Movement was converted to the equivalent of walking at a reasonable speed. This meant that the inactive-group walked for less than 15 minutes each day. The low-group walked for about 15 minutes each day, the medium-group for 30 minutes, the high-group for 60 minutes and the very-high-group for two or more hours.

Results
Over the eight-year period, the mortality risk was lower, the more exercise the Taiwanese got. Among those who walked for 15 minutes a day the mortality risk was 15 percent less than among those in the inactive group.


Just 15 minutes' walking per day extends life expectancy


Exercise reduced above all the likelihood of dying from diabetes or cardiovascular disease. For these two causes of death, the people in the very high group were half as likely to die from them compared with those in the inactive group. When it came to cancer, the mortality risk was a quarter less in the very high group than in the inactive group.

The miniscule amount of exercise of 15 minutes a day lowered the mortality risks in all population groups the researchers could think of: young people, old people, smokers, drinkers, those with high blood pressure, diabetics...


Just 15 minutes' walking per day extends life expectancy


Just 15 minutes' walking per day extends life expectancy


Conclusion
For the Taiwanese that get 15 minutes a day of exercise, then each extra 15 minutes of exercise reduces their mortality risk by four percent, and their likelihood of dying from cancer by one percent. "Our results suggest that one in nine deaths from cancer in individuals in the inactive group could have been averted if they did 15 min of moderate-intensity daily exercise", the researchers write.

The maximum effect of moderate-intensive exercise is reached at 2 hours per day. Exercising for longer, as far as the researchers could tell from the data they collected, does not offer more protection.

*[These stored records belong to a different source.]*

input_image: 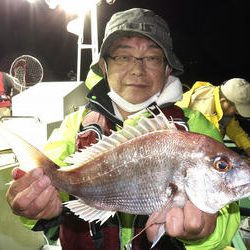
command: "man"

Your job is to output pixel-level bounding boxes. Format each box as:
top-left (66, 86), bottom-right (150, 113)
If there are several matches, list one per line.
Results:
top-left (7, 8), bottom-right (239, 250)
top-left (176, 78), bottom-right (250, 157)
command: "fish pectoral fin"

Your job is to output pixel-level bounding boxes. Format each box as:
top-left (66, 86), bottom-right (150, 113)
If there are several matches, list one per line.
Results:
top-left (151, 224), bottom-right (166, 248)
top-left (64, 199), bottom-right (116, 225)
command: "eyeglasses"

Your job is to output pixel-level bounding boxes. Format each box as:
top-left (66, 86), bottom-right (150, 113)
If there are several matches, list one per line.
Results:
top-left (108, 56), bottom-right (166, 69)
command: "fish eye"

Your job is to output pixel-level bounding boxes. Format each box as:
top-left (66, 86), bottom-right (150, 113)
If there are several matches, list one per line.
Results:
top-left (213, 157), bottom-right (232, 172)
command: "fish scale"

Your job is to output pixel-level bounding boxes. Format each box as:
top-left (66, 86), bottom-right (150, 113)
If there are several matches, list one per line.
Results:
top-left (0, 112), bottom-right (250, 248)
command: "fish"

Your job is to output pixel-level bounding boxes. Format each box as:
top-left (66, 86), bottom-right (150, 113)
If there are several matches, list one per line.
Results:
top-left (0, 109), bottom-right (250, 247)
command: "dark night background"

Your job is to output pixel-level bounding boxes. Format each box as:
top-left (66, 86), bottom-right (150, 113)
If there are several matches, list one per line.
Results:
top-left (0, 0), bottom-right (250, 88)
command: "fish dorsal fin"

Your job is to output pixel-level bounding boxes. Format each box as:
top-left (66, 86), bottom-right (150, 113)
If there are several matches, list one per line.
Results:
top-left (64, 199), bottom-right (116, 225)
top-left (62, 110), bottom-right (177, 171)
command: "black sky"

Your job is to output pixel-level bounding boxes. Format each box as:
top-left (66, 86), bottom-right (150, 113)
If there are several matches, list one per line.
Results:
top-left (0, 0), bottom-right (250, 85)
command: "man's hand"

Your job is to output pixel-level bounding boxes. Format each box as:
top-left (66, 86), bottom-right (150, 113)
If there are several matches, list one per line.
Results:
top-left (146, 201), bottom-right (217, 241)
top-left (6, 168), bottom-right (62, 220)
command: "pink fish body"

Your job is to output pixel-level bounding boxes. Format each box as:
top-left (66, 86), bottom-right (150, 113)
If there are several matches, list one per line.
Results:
top-left (1, 110), bottom-right (250, 229)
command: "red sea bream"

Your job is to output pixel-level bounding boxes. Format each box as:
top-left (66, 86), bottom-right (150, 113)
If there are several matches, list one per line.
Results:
top-left (1, 114), bottom-right (250, 248)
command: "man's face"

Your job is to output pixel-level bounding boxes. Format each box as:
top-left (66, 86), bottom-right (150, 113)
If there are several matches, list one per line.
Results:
top-left (98, 37), bottom-right (167, 104)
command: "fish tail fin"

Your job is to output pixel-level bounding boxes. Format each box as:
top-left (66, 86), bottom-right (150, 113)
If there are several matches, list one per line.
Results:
top-left (0, 122), bottom-right (56, 172)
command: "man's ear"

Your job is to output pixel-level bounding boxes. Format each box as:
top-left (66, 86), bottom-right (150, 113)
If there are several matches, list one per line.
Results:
top-left (98, 57), bottom-right (107, 78)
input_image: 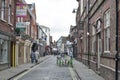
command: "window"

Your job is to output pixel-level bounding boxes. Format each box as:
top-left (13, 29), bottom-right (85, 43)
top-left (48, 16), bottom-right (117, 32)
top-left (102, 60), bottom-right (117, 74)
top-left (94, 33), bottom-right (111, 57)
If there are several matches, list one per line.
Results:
top-left (104, 10), bottom-right (110, 51)
top-left (1, 0), bottom-right (5, 20)
top-left (80, 0), bottom-right (83, 14)
top-left (8, 4), bottom-right (11, 23)
top-left (0, 39), bottom-right (8, 64)
top-left (92, 27), bottom-right (96, 54)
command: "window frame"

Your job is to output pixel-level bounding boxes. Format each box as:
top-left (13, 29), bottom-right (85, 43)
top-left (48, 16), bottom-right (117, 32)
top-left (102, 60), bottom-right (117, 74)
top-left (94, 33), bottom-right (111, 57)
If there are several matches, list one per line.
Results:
top-left (104, 9), bottom-right (110, 53)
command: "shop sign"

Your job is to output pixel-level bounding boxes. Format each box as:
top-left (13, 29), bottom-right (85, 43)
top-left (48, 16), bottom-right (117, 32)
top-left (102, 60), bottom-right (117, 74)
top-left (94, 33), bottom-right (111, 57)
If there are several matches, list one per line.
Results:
top-left (16, 4), bottom-right (27, 17)
top-left (16, 22), bottom-right (26, 28)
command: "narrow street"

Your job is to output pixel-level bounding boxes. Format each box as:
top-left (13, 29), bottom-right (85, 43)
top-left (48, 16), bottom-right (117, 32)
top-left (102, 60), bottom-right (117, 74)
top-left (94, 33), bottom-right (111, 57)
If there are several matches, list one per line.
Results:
top-left (14, 56), bottom-right (77, 80)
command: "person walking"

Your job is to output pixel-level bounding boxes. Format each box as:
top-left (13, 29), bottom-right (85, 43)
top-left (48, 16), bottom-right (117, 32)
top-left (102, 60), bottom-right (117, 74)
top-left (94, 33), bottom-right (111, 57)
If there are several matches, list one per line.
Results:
top-left (35, 50), bottom-right (39, 63)
top-left (30, 51), bottom-right (35, 63)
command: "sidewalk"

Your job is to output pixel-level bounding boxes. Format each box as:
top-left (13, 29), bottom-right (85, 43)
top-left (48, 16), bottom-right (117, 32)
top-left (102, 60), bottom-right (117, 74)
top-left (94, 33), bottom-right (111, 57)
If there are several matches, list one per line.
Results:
top-left (73, 59), bottom-right (105, 80)
top-left (0, 56), bottom-right (49, 80)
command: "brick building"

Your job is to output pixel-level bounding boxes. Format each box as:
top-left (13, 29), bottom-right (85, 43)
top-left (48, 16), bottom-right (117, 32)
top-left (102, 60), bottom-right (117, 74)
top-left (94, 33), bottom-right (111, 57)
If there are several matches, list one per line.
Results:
top-left (76, 0), bottom-right (120, 80)
top-left (15, 0), bottom-right (38, 65)
top-left (0, 0), bottom-right (16, 70)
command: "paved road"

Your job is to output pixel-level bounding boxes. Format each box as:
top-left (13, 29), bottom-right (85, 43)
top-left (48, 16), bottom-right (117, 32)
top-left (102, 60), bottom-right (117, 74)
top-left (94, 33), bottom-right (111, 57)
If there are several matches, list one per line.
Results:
top-left (14, 56), bottom-right (74, 80)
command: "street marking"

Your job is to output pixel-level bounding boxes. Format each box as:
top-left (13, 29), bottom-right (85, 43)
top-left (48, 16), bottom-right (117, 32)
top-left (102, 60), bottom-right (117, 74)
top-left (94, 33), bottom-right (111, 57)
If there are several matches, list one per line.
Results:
top-left (69, 67), bottom-right (78, 80)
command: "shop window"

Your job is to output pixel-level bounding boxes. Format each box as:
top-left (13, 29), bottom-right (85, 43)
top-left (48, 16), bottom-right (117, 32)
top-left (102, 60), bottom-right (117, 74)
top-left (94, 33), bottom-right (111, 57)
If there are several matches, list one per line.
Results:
top-left (0, 39), bottom-right (8, 64)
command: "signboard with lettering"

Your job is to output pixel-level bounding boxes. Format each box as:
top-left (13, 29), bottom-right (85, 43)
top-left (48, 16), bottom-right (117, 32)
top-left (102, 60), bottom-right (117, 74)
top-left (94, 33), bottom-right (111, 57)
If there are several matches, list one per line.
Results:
top-left (16, 3), bottom-right (27, 17)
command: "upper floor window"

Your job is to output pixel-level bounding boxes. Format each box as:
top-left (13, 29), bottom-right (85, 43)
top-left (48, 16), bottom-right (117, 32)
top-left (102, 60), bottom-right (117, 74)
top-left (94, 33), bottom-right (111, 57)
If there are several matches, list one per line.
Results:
top-left (1, 0), bottom-right (5, 20)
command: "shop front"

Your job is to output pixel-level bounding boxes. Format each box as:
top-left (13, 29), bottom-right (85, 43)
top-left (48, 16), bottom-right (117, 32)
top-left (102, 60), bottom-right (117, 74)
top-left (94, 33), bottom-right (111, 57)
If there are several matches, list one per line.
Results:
top-left (0, 33), bottom-right (10, 70)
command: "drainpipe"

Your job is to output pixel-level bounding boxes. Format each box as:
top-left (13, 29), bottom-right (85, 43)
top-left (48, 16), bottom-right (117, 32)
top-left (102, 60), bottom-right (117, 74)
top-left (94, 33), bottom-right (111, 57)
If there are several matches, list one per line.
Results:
top-left (115, 0), bottom-right (119, 80)
top-left (87, 0), bottom-right (90, 68)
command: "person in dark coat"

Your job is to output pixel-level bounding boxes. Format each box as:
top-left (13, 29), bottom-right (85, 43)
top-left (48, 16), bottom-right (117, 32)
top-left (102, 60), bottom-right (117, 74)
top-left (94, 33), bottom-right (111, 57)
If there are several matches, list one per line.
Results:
top-left (30, 51), bottom-right (35, 63)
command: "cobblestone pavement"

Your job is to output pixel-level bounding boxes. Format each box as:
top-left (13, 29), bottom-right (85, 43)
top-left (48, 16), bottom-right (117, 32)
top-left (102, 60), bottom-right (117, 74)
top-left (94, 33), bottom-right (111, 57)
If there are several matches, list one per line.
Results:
top-left (14, 56), bottom-right (73, 80)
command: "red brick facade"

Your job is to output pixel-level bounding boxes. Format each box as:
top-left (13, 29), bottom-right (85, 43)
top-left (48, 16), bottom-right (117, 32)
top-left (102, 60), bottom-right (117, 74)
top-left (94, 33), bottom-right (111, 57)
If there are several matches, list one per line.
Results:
top-left (76, 0), bottom-right (120, 80)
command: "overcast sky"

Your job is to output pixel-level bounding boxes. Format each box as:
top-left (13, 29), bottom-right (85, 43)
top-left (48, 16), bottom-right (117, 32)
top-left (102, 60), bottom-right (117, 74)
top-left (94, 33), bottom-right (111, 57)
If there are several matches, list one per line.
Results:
top-left (26, 0), bottom-right (78, 40)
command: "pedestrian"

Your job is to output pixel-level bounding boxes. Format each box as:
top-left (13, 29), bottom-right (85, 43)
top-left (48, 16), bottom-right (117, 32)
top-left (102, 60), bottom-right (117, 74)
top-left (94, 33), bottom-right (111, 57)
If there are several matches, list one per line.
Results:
top-left (35, 50), bottom-right (39, 63)
top-left (30, 51), bottom-right (35, 63)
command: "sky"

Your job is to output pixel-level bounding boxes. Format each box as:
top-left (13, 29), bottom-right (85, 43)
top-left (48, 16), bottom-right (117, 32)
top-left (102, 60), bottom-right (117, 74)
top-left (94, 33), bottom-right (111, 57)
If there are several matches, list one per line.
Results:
top-left (26, 0), bottom-right (78, 41)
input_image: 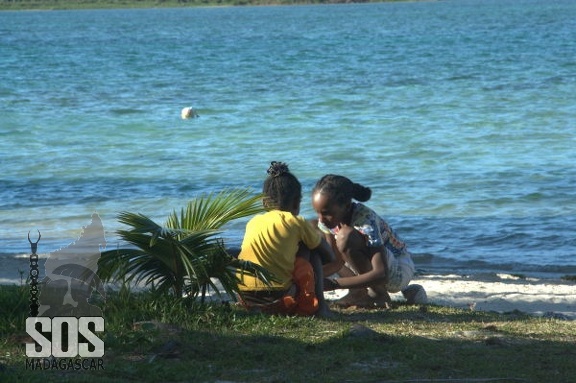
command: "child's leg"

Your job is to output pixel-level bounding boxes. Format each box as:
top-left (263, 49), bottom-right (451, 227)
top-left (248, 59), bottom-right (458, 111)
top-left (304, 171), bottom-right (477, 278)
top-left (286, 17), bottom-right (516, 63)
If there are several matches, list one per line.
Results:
top-left (310, 251), bottom-right (332, 317)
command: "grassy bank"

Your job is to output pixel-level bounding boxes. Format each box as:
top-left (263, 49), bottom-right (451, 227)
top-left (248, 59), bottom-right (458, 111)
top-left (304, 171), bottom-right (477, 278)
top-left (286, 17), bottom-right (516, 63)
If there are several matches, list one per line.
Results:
top-left (0, 0), bottom-right (394, 10)
top-left (0, 286), bottom-right (576, 383)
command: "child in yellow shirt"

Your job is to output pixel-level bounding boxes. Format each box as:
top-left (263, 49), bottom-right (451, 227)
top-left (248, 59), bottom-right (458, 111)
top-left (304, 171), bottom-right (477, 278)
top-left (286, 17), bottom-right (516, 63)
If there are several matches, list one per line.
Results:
top-left (238, 161), bottom-right (335, 317)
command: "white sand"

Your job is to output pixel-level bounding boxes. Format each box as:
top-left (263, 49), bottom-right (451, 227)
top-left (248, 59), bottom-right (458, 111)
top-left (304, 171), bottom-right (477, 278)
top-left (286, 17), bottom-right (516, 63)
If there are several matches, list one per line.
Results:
top-left (326, 274), bottom-right (576, 320)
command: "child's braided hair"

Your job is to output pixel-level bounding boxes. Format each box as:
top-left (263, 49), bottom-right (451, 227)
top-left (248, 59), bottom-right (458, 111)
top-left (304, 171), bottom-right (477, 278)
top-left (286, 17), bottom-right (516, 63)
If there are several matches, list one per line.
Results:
top-left (262, 161), bottom-right (302, 211)
top-left (312, 174), bottom-right (372, 205)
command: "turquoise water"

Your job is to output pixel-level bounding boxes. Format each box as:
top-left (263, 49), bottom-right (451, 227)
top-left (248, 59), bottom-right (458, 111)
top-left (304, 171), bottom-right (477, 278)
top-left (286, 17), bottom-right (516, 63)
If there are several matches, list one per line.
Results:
top-left (0, 0), bottom-right (576, 282)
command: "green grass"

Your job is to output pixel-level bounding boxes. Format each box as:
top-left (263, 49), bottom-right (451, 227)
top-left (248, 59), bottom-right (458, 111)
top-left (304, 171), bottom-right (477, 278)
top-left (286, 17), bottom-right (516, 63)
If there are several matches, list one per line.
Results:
top-left (0, 286), bottom-right (576, 383)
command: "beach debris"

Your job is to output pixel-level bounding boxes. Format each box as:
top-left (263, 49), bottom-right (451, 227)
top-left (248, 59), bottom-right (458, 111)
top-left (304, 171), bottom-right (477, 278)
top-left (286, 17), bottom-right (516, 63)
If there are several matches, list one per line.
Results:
top-left (180, 106), bottom-right (200, 120)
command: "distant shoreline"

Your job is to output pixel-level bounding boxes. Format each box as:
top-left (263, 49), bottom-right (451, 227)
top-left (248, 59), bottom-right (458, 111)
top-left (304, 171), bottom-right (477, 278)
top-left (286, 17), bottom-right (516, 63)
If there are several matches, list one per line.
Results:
top-left (0, 0), bottom-right (409, 11)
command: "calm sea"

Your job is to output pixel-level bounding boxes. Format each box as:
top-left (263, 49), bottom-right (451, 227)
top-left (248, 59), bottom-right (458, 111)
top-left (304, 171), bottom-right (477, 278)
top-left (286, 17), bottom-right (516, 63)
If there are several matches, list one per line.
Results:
top-left (0, 0), bottom-right (576, 280)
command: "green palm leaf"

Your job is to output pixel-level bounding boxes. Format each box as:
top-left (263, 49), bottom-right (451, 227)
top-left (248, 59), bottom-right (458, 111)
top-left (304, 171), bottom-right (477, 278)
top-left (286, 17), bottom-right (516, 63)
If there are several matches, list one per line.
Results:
top-left (98, 190), bottom-right (269, 299)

Vigorous physical activity, such as running, is more effective than moderately vigorous activity. The protective effect of vigorous activity reaches its maximum at one hour a day.

"The minimum amount of exercise reported in this study is half of that recommended worldwide, but individuals are more likely to do 15 min of daily exercise than 30 min of daily exercise", the researchers conclude. "Furthermore, once an individual does 15 min of daily exercise regularly, they might be more likely to increase the amount of time they spend exercising per day. With this potential increase in exercise in mind, a recommendation of 15 min of daily exercise should be promoted to east Asian populations."

Source:
Lancet. 2011 Oct 1;378(9798):1244-53.